Newron: Completion of Patient Enrollment in SETTLE, a Phase III Pivotal Clinical Trial of Safinamide in Advanced Parkinson’s Disease

August 04, 2011
Top Quote Newron Pharmaceuticals S.p.A., a research and development company focused on novel CNS and pain therapies, and its partner Merck Serono, a division of Merck KGaA, Darmstadt, Germany, announced that patient enrollment has been completed in the SETTLE1 study. End Quote
  • (1888PressRelease) August 04, 2011 - This randomized, double-blind, placebo-controlled, international phase III pivotal trial is designed to evaluate the efficacy and safety of a dose range of safinamide (50-100mg once daily), as an adjunctive therapy to a stable dose of levodopa. A total of 549 patients with mid- to late-stage Parkinson’s disease with motor fluctuations were randomized in the study.

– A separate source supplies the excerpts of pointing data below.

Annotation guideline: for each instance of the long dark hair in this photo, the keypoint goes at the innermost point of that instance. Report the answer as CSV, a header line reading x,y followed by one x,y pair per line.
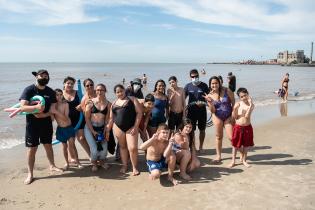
x,y
155,86
187,121
220,85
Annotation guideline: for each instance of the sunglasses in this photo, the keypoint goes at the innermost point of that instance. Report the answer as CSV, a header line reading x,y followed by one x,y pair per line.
x,y
89,85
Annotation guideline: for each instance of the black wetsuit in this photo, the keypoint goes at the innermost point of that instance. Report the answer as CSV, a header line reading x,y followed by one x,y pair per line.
x,y
74,114
38,130
125,116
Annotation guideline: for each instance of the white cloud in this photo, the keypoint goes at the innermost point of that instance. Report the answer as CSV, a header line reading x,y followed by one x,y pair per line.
x,y
166,26
45,12
293,15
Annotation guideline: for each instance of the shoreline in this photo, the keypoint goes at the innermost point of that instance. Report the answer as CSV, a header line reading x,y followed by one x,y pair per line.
x,y
283,156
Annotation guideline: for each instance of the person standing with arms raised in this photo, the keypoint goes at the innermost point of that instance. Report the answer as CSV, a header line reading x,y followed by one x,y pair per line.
x,y
196,112
39,128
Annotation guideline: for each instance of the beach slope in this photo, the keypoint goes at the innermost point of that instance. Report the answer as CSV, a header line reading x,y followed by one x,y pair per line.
x,y
281,177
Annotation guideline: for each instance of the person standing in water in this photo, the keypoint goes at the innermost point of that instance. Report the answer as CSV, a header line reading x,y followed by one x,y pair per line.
x,y
285,87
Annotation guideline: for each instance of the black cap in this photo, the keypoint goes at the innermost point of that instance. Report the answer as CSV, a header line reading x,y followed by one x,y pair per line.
x,y
136,81
41,71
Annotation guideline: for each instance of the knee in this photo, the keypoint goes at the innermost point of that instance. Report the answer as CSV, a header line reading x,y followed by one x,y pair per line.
x,y
122,146
187,154
133,149
219,136
155,174
172,159
197,163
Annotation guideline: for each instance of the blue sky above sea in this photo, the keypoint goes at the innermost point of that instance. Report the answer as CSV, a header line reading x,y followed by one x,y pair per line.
x,y
153,31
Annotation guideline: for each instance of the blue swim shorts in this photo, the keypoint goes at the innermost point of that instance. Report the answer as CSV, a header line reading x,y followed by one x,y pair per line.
x,y
63,134
157,165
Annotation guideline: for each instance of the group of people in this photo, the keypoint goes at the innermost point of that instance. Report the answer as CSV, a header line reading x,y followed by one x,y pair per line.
x,y
163,120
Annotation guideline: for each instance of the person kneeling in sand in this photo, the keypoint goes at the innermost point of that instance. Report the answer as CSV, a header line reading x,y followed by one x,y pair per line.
x,y
181,149
159,154
242,137
65,132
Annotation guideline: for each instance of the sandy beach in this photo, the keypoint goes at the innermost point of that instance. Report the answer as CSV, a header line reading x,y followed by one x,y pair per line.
x,y
281,177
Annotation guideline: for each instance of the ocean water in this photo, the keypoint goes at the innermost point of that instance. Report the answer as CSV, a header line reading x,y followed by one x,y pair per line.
x,y
260,80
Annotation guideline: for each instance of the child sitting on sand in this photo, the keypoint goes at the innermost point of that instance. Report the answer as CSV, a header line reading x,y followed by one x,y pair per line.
x,y
181,149
159,154
65,132
243,136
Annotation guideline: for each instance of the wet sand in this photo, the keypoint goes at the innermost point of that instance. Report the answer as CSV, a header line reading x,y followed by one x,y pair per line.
x,y
281,177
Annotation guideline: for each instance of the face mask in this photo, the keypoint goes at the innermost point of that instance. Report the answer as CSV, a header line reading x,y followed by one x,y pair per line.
x,y
195,80
42,82
136,87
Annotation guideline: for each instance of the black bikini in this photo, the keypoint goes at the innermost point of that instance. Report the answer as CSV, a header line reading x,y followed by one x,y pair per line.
x,y
96,110
125,116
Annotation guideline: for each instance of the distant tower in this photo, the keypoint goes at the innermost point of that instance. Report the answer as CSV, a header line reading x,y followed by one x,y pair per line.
x,y
311,53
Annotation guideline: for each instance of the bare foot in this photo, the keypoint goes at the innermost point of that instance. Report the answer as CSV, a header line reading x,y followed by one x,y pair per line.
x,y
65,167
54,168
28,180
217,160
72,161
185,176
246,164
123,169
105,166
94,168
172,180
135,172
151,177
201,151
231,165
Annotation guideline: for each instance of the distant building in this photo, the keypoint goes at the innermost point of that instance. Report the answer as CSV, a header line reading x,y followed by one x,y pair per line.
x,y
287,58
271,61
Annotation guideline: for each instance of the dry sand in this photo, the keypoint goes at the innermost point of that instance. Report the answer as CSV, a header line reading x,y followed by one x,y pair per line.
x,y
282,176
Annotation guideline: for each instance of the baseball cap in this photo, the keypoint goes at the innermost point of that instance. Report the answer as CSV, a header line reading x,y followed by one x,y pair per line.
x,y
41,71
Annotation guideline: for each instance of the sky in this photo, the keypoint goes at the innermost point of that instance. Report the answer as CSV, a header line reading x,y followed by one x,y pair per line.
x,y
172,31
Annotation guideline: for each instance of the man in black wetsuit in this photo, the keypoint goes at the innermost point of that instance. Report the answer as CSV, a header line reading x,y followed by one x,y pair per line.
x,y
39,127
197,112
135,89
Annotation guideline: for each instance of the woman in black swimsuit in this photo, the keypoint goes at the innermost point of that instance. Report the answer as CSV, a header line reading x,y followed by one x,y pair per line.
x,y
97,116
125,118
71,96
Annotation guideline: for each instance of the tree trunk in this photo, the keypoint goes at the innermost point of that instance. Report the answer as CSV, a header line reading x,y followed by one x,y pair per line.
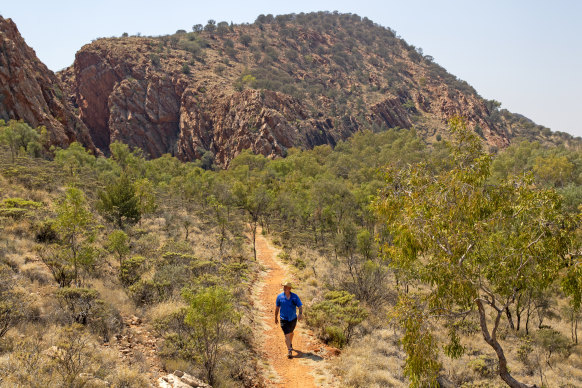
x,y
509,318
491,339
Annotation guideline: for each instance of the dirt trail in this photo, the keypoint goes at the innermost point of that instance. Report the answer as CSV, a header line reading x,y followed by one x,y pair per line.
x,y
306,369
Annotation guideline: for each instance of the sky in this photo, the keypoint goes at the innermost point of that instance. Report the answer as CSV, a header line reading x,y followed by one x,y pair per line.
x,y
527,54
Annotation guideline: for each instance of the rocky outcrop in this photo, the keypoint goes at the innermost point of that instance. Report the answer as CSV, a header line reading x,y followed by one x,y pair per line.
x,y
29,91
123,97
179,379
184,94
390,113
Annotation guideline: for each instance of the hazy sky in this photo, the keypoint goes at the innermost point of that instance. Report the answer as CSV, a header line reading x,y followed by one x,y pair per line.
x,y
527,54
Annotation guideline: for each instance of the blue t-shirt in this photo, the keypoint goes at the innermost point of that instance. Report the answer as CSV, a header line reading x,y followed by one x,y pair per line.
x,y
288,306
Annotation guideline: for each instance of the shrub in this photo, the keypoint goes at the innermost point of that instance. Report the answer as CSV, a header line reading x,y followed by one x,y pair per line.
x,y
119,203
12,301
131,270
17,208
79,302
337,316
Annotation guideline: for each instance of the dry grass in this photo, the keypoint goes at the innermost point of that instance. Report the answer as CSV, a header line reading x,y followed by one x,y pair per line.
x,y
372,361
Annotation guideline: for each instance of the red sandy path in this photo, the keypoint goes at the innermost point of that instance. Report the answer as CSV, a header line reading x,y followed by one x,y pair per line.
x,y
295,372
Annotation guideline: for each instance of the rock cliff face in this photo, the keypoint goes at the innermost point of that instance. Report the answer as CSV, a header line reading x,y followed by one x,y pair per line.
x,y
122,96
187,94
29,91
293,81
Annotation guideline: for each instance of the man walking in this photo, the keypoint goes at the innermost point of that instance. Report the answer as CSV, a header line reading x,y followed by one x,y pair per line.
x,y
287,303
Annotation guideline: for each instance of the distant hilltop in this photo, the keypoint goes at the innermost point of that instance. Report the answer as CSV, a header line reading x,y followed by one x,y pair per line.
x,y
297,80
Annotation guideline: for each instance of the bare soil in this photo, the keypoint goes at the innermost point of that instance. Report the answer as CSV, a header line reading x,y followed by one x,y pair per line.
x,y
308,367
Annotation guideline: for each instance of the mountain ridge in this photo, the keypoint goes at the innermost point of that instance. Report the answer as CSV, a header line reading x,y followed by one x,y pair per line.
x,y
297,80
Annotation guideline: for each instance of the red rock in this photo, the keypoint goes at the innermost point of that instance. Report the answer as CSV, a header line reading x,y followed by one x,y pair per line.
x,y
29,91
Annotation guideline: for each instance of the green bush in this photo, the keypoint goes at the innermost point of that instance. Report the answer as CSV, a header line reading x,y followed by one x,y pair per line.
x,y
131,270
337,316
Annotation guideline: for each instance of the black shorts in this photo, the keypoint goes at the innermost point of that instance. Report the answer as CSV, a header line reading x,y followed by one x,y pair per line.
x,y
288,326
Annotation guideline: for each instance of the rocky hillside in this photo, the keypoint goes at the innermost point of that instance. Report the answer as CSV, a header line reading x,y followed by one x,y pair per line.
x,y
286,81
29,91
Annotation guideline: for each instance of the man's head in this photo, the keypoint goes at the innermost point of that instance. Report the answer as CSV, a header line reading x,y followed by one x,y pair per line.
x,y
287,286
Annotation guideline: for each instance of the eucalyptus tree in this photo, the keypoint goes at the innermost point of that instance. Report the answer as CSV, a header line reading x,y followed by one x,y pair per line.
x,y
473,246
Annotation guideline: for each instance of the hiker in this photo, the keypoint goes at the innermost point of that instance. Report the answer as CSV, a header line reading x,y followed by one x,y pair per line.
x,y
287,302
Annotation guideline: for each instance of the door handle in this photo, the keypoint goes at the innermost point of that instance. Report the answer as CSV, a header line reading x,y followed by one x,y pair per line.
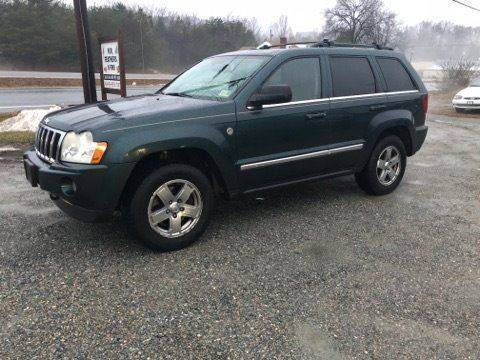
x,y
378,107
316,116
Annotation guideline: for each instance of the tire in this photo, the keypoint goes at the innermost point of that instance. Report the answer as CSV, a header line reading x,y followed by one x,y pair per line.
x,y
180,222
383,178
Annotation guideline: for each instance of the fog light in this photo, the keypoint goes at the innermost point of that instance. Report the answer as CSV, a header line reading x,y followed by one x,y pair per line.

    The SETTLE study is part of the clinical development program of safinamide in Parkinson’s disease, together with completed studies 015, 016, 017 and 018, as well as the ongoing MOTION study. This clinical program is designed to investigate safinamide as an add-on therapy to dopamine agonist therapy in patients with early Parkinson’s disease and as an add-on to levodopa therapy in patients with advanced Parkinson’s disease.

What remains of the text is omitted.